The traditional Java platform is clearly not an ideal system,
especially when combined with the traditional GNU system, but it is
not too bad. The essential features seem to be good ones. Lots of
Free Software is already written in the Java programming language so a
free system compatible with the Java platform would be convenient for
many hackers. GCJ is an extension of GCC and facilitates integration
with other languages supported by GCC. GCJ 4, part of GCC 4.0, adds
more features to easily integrate programs written using the GCJ
development environment with the rest of the GNU platform while being
even more compatible with the traditional Java platforms then previous
releases. GCC 4.0 is scheduled to be released around April 15.
GCJ design history
Originally GCJ was designed as a “radically
traditional” compiler for the Java programming language. It is an
AOT (Ahead Of Time) compiler which automatically uses every GCC
optimization available during compile time for a given architecture
and produces binaries or (shared) libraries for the given platform.

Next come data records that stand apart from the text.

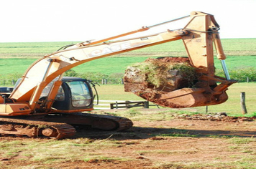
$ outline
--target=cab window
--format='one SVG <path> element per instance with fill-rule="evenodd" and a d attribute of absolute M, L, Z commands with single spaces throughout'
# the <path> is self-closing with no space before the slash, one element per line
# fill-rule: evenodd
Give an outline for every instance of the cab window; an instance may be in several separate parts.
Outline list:
<path fill-rule="evenodd" d="M 86 83 L 83 81 L 67 82 L 72 95 L 72 105 L 75 107 L 90 105 L 91 95 Z"/>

These programs run at full native speed without needing any
interpreter or JIT (Just In Time) compilation. GCC is available for a
large number of architectures and platforms so compiling directly to
native code using the GCC back-ends makes programs written with GCJ
much more portable then the traditional (proprietary) Java platform.
This radically traditional approach makes all normal GNU tools like
GDB available to the programmer writing code in the Java programming
language just like when programming in any other language supported by
GCC.
Thereafter,
support for generating and interpreting byte code .class and
.jar files was added. This made GCJ more compatible with
traditional applications written in the Java programming language
that are compiled to byte code. GCJ can be used in various modes:
- Compile and link .java source files to binaries,
.o or .so files.
- Compile and link .class or .jar byte code files
to binary.
- Compile .java source files to .class byte code
files (
gcj -C).
- Interpret .class or .jar byte code files during
runtime (
gij).
The byte code interpreter is included as part of the standard runtime
libgcj and can be used by programs to switch between
interpreting byte code and executing natively compiled code on demand.
So not all of the program has to be completely interpreted or
completely compiled ahead of time at the same time.
To facilitate integration with code written in other languages, GCJ
defines the CNI
(Compiled Native Interface). CNI makes it easy to mix and match
code and classes written in C, C++ and Java by allowing you to write
some methods of a class in C++ and to catch and throw exceptions
directly to and from parts of the program written in different
languages. GCJ also support the more traditional JNI (Java Native
Interface) for using code written in C from your programs.
Anthony Green posted the
original design
document for GCJ from 1998.
Drawbacks of the GCJ 3.x approach
GCJ 3.x provides a good “better than Java” development
environment that allows tight integration with the rest of the GNU
platform. But it has disappointed some traditional Java programmers.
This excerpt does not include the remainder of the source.